Getting "into position" would be a guestimate at best! There is no way of controlling where the jet stream will take it at 80+ knots.

It would probably cost you about the same when all is said and done, no matter which way you do it.


JD


Yes it has been done before, first by professionals, culminating in Project Farside:

https://highpowerrocketry.blogspot.com/2009/01/project-farside.html

A few amateur teams have done it also, but it is very hard to launch a rocket from a balloon for several reasons. It is hard to get FAA approval, hard to wait 30 minutes or more for the balloon to get in position, and hard to know where it will be by then! The rocket needs to survive a long soak at very low temperatures and still launch. At high altitudes, the air is very thin so aerodynamic stability is hard to attain. (One need bigger fins, higher thrust, or canted fins, or a rotating launch tower to help.)

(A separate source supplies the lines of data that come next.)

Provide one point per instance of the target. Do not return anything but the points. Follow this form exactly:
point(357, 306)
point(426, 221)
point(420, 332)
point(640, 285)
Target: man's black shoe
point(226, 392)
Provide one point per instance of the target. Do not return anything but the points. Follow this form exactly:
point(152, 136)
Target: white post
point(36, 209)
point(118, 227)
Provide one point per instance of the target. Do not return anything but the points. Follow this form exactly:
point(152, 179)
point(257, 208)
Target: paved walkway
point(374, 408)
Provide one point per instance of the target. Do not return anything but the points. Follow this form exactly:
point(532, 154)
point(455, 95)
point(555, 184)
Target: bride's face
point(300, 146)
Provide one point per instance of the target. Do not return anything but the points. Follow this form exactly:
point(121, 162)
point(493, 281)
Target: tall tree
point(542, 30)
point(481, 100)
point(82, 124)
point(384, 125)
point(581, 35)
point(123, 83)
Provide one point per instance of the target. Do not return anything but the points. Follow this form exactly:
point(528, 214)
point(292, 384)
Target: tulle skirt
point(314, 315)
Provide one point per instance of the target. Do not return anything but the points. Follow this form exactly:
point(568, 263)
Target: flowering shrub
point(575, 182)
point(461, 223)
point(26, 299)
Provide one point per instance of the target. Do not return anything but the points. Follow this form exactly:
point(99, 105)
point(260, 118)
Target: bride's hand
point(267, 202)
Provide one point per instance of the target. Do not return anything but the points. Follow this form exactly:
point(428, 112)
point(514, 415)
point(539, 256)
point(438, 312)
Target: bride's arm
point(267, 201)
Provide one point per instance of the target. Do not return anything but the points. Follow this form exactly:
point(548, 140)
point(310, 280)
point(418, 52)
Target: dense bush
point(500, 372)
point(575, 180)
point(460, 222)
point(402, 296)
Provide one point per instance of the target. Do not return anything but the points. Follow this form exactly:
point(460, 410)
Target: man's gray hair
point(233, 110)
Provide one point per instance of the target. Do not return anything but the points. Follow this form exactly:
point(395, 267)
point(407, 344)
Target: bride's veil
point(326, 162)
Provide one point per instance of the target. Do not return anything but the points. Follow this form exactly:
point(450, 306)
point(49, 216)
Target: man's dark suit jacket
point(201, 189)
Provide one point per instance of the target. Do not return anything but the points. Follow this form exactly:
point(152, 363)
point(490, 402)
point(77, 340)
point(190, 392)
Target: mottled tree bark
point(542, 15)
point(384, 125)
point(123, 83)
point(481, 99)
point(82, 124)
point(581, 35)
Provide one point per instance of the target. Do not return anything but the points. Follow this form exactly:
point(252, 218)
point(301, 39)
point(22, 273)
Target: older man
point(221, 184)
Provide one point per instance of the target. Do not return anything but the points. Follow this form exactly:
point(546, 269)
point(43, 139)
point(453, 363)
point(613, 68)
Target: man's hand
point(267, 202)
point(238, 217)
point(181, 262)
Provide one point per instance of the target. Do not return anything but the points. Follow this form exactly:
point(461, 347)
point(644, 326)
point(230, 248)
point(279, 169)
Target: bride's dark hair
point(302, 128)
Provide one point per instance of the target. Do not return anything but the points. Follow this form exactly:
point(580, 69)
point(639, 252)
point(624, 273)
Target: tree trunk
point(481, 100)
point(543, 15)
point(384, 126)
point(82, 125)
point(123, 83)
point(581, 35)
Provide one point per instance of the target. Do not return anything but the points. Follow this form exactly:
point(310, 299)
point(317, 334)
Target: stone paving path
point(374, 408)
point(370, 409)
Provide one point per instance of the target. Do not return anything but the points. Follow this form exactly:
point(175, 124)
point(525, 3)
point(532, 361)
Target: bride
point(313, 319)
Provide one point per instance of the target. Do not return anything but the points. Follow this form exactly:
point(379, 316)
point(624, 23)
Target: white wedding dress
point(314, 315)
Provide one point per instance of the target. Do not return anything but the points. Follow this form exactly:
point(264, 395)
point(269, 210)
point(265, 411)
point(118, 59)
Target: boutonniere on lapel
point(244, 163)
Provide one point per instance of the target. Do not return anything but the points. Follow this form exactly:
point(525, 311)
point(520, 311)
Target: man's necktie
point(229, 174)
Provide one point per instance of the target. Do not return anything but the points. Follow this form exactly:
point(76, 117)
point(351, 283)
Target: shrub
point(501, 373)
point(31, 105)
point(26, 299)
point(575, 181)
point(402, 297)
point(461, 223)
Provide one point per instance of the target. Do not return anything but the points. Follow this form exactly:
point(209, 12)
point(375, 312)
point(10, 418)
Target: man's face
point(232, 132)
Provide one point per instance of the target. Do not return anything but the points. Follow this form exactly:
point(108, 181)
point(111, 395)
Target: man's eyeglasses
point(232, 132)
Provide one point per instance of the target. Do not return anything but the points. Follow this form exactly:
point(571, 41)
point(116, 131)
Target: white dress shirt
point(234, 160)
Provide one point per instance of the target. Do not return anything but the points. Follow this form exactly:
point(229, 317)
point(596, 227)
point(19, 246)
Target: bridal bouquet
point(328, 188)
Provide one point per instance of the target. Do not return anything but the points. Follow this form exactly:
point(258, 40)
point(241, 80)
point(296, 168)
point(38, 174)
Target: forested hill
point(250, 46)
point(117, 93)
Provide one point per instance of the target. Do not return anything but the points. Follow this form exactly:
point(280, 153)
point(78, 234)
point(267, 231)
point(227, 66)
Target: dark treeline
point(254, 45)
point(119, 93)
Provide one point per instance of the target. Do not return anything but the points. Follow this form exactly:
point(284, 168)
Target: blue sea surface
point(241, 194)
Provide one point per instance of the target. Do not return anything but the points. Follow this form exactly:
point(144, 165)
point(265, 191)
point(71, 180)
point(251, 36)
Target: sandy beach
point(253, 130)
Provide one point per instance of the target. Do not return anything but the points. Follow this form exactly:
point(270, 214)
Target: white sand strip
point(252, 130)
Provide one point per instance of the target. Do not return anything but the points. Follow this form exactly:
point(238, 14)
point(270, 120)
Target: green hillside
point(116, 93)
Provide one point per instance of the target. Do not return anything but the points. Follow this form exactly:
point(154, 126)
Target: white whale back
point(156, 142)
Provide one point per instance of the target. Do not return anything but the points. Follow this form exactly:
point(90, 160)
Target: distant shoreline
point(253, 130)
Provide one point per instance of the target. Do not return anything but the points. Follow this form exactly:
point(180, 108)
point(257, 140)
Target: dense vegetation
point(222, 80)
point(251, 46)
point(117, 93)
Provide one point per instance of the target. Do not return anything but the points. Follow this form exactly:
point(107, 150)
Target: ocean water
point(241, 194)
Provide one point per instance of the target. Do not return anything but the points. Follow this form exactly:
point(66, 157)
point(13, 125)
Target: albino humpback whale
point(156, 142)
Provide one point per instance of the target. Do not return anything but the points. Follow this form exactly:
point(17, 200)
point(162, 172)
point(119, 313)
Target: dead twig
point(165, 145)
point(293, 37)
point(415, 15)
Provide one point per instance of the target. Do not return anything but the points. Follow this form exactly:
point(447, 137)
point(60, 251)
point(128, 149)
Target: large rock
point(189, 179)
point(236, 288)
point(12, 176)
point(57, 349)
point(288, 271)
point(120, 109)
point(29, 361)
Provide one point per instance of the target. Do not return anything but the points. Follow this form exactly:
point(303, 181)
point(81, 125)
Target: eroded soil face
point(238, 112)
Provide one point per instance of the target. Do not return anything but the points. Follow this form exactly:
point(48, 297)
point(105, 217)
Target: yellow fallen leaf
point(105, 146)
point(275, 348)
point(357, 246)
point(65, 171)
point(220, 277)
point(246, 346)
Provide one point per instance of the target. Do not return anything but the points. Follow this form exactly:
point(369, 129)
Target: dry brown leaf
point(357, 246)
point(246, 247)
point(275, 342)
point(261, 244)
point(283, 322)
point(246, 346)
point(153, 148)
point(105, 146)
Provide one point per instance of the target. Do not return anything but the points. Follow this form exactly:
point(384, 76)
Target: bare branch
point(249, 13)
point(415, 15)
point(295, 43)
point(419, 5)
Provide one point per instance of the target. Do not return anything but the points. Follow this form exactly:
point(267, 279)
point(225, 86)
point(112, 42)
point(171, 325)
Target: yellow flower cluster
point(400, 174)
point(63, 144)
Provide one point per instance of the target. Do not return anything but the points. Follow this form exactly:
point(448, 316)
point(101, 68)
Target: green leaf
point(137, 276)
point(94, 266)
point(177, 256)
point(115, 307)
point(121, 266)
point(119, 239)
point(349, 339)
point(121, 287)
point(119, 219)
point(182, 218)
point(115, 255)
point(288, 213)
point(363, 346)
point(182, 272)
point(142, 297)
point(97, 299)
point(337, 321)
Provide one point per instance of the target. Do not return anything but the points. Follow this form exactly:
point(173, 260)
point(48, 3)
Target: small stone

All this aside, I still consider an N motor launched from 90,000 feet to be one of the least expensive ways for someone in the hobby to launch a small payload, including camera, to space. I like the N10,000 because it will quickly get up to speed, but worry about the lack of total impulse. Also consider an N5800. It should be in the lightest possible rocket (every gram shaved off the total mass will greatly increase altitude.)

If you can get an N 5800 to mach 4 at 100,000 feet, that should be enough for space.